A permanent space of remembrance, reflection, and racial reckoning nears completion in the heart of the Holy City
Deona Smith opened her remarks at the preview for the Emanuel Nine Memorial by saying the names of the nine people killed 11 years ago at Mother Emanuel AME Church.
Rev. Clementa C. Pinckney. Cynthia Marie Graham Hurd. Rev. Sharonda Coleman-Singleton. Rev. Daniel L. Simmons. Rev. DePayne Middleton-Doctor. Tywanza Sanders. Myra Thompson. Ethel Lance. Susie Jackson.
“We wouldn’t be here if it were not for the Nine,” said Smith, executive director of the Mother Emanuel Memorial Foundation. “It was a horrific thing that happened here on June 17th, 2015.”
One week before the 11th anniversary of one of the most devastating hate crimes in modern American history, Smith gave media a first look at the memorial under construction adjacent to the historic church at 110 Calhoun Street in downtown Charleston, South Carolina — a city still processing a wound that never fully healed.

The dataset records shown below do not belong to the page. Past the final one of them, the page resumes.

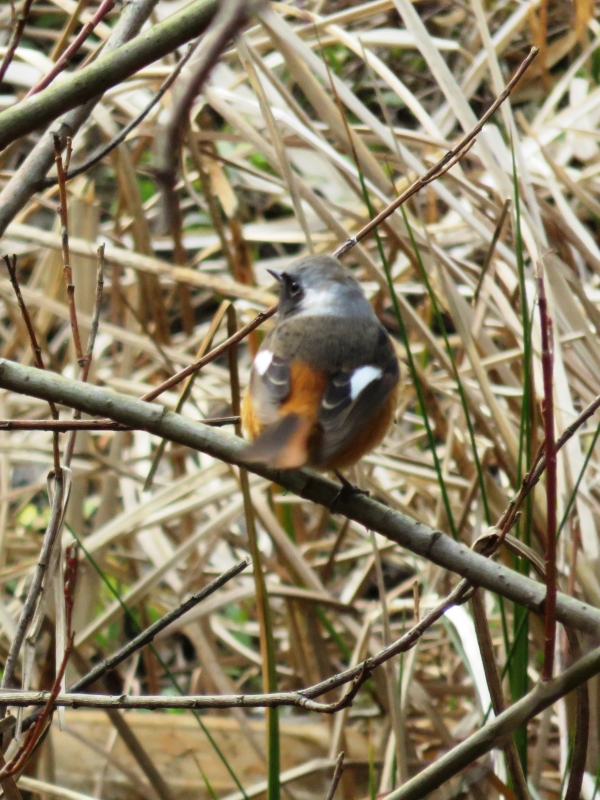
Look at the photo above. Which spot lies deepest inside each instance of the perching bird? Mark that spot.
(324, 384)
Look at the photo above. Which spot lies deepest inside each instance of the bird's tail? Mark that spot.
(283, 444)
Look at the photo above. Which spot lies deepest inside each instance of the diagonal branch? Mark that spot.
(397, 527)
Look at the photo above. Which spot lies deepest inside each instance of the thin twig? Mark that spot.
(448, 160)
(547, 359)
(86, 362)
(230, 19)
(103, 151)
(150, 633)
(50, 536)
(25, 750)
(103, 9)
(16, 37)
(64, 231)
(417, 537)
(37, 350)
(89, 424)
(488, 736)
(215, 353)
(337, 775)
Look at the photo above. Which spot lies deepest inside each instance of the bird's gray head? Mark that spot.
(318, 285)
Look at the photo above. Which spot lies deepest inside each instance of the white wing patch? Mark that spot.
(361, 378)
(262, 361)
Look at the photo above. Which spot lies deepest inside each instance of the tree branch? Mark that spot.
(108, 70)
(397, 527)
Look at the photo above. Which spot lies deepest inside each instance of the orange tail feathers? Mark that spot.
(283, 445)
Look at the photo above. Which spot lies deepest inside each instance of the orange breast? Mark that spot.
(372, 434)
(306, 389)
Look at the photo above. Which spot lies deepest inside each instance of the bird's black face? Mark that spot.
(290, 292)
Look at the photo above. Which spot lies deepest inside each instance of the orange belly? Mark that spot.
(304, 400)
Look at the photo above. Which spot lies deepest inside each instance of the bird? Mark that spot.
(324, 384)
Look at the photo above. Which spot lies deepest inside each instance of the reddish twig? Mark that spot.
(547, 359)
(337, 775)
(64, 230)
(17, 33)
(103, 10)
(22, 755)
(214, 353)
(445, 163)
(86, 361)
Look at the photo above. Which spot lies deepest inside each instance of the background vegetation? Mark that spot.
(282, 130)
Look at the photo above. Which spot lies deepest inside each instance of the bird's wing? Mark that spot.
(349, 402)
(269, 383)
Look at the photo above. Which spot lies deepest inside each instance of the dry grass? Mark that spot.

What Happened on June 17, 2015
On a Wednesday evening, a group of faithful members of Mother Emanuel African Methodist Episcopal Church — one of the oldest and most historically significant Black churches in the United States — gathered for Bible study. They welcomed a young white stranger who joined them. At the close of the session, he opened fire.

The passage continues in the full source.